Consumer spending accounts for 70% of economic activity but surveys are already showing the virus is having a big impact on the biggest driver of the economy. Coresight, a data research firm, found that almost half of U.S. consumers — 47% — are now extremely concerned about the outbreak, up 10 percentage points in just one week.

“With high-frequency data showing a collapse in economic activity over the past couple of weeks, overall consumer spending is likely to have plummeted in March,” said Andrew Hunter, senior U.S. economist at Capital Economics.

Hunter said he was expecting around a 40% decline in consumer spending in the April-June quarter.
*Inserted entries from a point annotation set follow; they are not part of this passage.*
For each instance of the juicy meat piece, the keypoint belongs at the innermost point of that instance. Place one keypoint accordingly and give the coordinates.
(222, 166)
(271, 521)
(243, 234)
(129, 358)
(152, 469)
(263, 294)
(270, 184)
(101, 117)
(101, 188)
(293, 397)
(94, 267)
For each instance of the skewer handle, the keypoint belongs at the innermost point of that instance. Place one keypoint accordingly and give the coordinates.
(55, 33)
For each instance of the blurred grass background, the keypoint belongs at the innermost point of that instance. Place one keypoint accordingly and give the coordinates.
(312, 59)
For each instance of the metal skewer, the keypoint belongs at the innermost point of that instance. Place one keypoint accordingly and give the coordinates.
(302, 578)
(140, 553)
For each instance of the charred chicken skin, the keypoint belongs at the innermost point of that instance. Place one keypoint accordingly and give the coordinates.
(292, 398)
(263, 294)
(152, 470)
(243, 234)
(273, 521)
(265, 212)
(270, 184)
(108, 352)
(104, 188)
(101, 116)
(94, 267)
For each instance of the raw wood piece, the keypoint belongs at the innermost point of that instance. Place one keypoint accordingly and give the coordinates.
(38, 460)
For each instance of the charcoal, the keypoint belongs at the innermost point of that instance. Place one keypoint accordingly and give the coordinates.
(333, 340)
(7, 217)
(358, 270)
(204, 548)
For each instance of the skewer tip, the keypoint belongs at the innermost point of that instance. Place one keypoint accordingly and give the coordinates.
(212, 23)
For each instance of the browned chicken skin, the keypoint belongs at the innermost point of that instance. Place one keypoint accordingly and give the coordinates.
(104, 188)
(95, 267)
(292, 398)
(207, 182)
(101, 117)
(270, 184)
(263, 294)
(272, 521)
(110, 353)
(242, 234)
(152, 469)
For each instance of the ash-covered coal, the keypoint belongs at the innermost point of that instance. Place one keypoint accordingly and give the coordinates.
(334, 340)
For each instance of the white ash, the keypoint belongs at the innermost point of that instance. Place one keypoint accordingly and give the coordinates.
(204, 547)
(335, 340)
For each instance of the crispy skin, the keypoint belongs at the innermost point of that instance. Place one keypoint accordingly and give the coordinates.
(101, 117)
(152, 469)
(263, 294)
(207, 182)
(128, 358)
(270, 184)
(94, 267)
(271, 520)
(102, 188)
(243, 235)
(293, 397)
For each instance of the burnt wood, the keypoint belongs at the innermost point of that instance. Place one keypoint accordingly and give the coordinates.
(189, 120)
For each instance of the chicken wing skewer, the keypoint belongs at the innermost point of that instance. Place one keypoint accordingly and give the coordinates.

Many economists believe that a recession has already begun although they are forecasting it could be a short one, lasting only two quarters, if the government’s efforts to contain the coronavirus are successful.

The Trump administration is hoping to get the new programs in the $2.2 trillion relief package up and running quickly. Treasury Secretary Steven Mnuchin said Friday he wanted to get a program to supply small businesses with bank loans operational in a week and IRS payments of up to $1,200 per individual being sent to households in three weeks.

Asked in an interview on Fox Business Network about the record 3.3 million applications for unemployment benefits reported on Thursday, Mnuchin said, “These numbers matter because people are losing their jobs.” But he said the government programs in the rescue bill should either get people back to work or supply financial support until they can find new jobs.

The 1.8% 12-month rise in the inflation gauge tied to consumer spending has been below the Fed’s 2% target for more than a year and now is expected to fall even lower with the drop-off in economic activity and a big fall in energy prices.

The spending report said that the personal saving rate rose in February to 8.2% of after-tax income, the highest level in 11 months and up from 7.9% in January.